Andersen suggests that it was almost as if there was a meeting among the federal judges who decided non-compete cases were overrunning their dockets and set out to stop entertaining injunction motions. “It almost felt like a concerted effort by the federal bench to tell all the lawyers and companies, ‘we’re not going to do this anymore,’” Andersen says.
“Therefore, a conservative approach is quietly changing your contracts and not having employees sign onerous ones,” he adds. “Or, you could publicly say to the marketplace that you’re not enforcing non-competes anymore. ‘Come work for us – we think you’ll stay because you like it here not because you’re chained here.’”
In addition to the courts, state governments, particularly those on the Democrat side, are making it tougher to enforce non-competes. For example, a new Colorado law has gone into effect this month that voids all non-compete agreements that aren’t entered into with a worker making at least the cap for “highly compensated” workers (in 2022, this threshold is $101,250); aren’t designed to protect trade secrets; or are broader than necessary to protect the employer’s “legitimate interest in protecting trade secrets.”
“It’s the wave of the future,” Connolly says. “Employers need to look at how broadly they’re trying to restrict employees and should strongly consider whether a customer non-solicit agreement coupled with an NDA is going to be workable for their business.”
Read more: What is an NDA, or non-disclosure agreement?
A non-solicitation agreement, also usually tucked into an employment contract, prevents an employee from seeking or servicing the same customers they worked with at their former employer. Although it’s less restrictive than a non-compete, it essentially serves the same function for salespeople, whose livelihood is the relationships they’ve built. An NDA (non-disclosure agreement) requires all signing parties to keep specific information confidential.
“For every single person in your organization, you want to have some sort of confidentiality obligation,” Connolly says. “It prohibits people from telling your secrets. Historically, courts have been perfectly fine with employers using NDAs broadly.” Yet again, though, the new Colorado law allows non-competes to include confidentiality provisions, as long as they don’t prohibit disclosure of information arising from general training, experience, public information or legally protected conduct. Connolly says Colorado is the first state she can think of that has actually carved out those types of exceptions to confidentiality agreements.

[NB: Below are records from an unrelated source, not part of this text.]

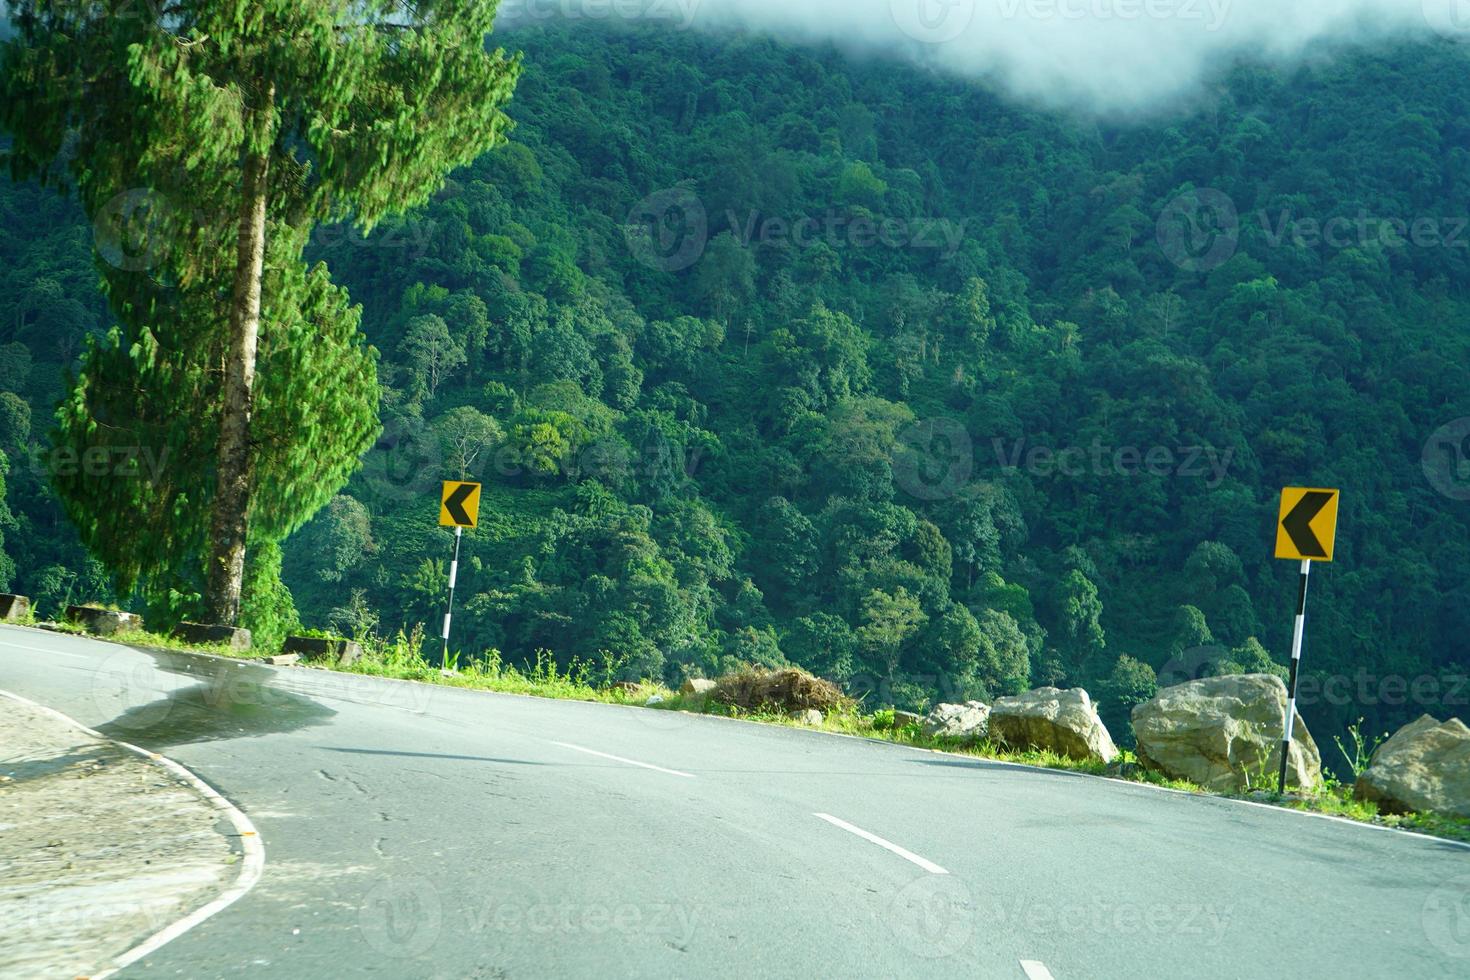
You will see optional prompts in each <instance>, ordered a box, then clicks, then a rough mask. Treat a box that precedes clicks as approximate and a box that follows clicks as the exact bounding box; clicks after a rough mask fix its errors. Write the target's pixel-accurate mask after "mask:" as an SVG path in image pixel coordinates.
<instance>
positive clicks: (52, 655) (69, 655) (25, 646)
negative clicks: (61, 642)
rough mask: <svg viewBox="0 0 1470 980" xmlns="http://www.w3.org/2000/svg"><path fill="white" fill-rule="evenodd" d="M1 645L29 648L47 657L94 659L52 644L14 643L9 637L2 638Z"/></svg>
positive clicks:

Learn the difference between a confidentiality agreement vs an NDA when it comes to protecting sensitive information here
Speaking of protecting company information, the law firm advises HR leaders to consider what remote employees have access to, especially in a post-COVID world. Although many companies host mandatory annual cybersecurity training, sometimes issues arise when remote employees switch jobs and don’t return their equipment.
“A lot of employers’ policies regarding devices they can access and where information is being stored isn’t up to date,” Chris Ruska, associate at NJL, told HRD. “We’ve seen people have agreements where things in writing didn’t match what was happening in practice. Think about the language you’ll use regarding what devices and IT policies are in place with regards to what your company does on a daily basis.”
Return-of-property policies that companies enforce go a long away in protecting trade secrets. One way to incentivize employees to return equipment easily is to pay for their FedEx shipping, Andersen suggests. “It’s such a pain when employees don’t return your stuff,” he says. “You end up having to go to small claims court to try to recover things, which ultimately isn’t worth the time.”